Anyway, other than the crying, I think his birthday went okay. 

I feel really bad for whoever ends up beside me on the plane to Heathrow tonight….they won’t get much sleep. 

Depending on internet access at Doha airport I may post, otherwise, talk to you from KATHMANDU! 

xxx

Ayesha  

The day before

6 Jul

I woke up this morning to a call from London. It was my twin telling me he’s going to be at Heathrow Airport on Sunday, waiting for me, hoping that we’ll be able to meet for coffee.

Originally, I was supposed to have a layover for 10 hours at Heathrow which was amazing because I haven’t seen my twin since he was last visiting Toronto in October. I think this is the longest we have ever gone not seeing one another. They managed to find me an earlier flight to Nepal (via Doha) so I’ll only be in layover in London for 3 hours. During this time I need to switch terminals, go through customs, perhaps get my bags, perhaps not, and go through security once more. To be honest, I’m not sure how much time there will be to meet my twin, but we will be trying. Today we are working out logistics as to where to meet as Heathrow is enormous.

I hate layovers. Even when I am going on vacation for a week, when I am in layover I freak. I cry. I pace. I buy anything I can to keep myself occupied. I love to travel, but have never been able to get over layovers. I just can’t figure it out. I’m hoping meeting my bro will make the layover in Heathrow very awesome, fun and quick. I did however have a dream that I missed my flight and so I am slightly worried about it. But, life’s short!

Today is my last day at Job #2…since I’m leaving tomorrow. Yesterday as I was going to find someone to cover the phones at Job #2 because I had to pee, I was startled to find a circle of all the employees gathering around in the back. This never, ever happens. They bought me a Red Velvet decadent cake and a going away card. I was so surprised. I’ve only been at this job part-time for 6 months and most of the employees have been here for 15-30 years!! I felt so supported.

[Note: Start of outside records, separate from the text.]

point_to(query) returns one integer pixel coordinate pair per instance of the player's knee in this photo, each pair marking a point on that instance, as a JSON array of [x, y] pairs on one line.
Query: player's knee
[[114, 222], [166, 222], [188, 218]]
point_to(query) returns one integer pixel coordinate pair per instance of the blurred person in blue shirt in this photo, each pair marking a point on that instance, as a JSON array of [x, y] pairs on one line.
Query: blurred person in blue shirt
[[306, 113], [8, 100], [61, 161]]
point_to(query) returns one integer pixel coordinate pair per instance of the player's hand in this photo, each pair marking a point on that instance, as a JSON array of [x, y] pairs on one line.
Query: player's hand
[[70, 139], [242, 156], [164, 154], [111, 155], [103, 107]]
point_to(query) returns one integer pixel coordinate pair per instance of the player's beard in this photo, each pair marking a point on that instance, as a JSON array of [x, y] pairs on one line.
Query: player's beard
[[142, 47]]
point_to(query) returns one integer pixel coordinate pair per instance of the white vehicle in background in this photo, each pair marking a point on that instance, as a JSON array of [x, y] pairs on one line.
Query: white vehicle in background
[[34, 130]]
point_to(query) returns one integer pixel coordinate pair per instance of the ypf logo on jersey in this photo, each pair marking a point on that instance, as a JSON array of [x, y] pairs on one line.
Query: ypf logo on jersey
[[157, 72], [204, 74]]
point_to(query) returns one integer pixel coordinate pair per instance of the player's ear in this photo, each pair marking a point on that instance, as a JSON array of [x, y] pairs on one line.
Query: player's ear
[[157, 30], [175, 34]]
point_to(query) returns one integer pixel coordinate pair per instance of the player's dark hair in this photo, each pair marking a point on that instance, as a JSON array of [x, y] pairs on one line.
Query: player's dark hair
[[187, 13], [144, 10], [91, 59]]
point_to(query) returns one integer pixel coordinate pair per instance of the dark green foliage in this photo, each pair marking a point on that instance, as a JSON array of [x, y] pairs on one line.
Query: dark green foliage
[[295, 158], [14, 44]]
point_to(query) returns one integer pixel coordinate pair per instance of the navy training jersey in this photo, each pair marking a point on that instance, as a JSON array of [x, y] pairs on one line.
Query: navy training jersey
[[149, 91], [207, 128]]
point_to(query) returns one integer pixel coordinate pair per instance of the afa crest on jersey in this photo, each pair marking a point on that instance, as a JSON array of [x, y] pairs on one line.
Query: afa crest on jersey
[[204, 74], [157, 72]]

Today is my last day, but many of them won’t be around today, so we did the cake thing yesterday. How sweet.

In the evening I took my niece and nephew, who I live with, for frozen yogurt and candy and of course stuffed myself with both. What a mess.

Then, we went home and my niece painted my nails as we watched the new 90210 (ick!) while my nephew ignored us and played his computer game.

Image

My nails painted by my talented niece. This is how we bond…

I’m gonna miss those lil monsters.

Tonight, Zak and I are going to Niagara Falls for the night. As it’s his birthday tomorrow, and it will be bitter-sweet as I am leaving, I thought at the very least we could have a nice night together at a seedy motel in Niagara. I’ll post pix.

xxx

Ayesha

Welcome!

29 Jun

Welcome to my blog. 

I’ve set this up to chronicle my time in Nepal, where I will be living and volunteering from July 2012 to May 2013. 

If it goes well, I will continue to post other future travels along with other semi-interesting stuff in Canada, upon my return. 

Please leave comments and feedback! Thank you for stopping by!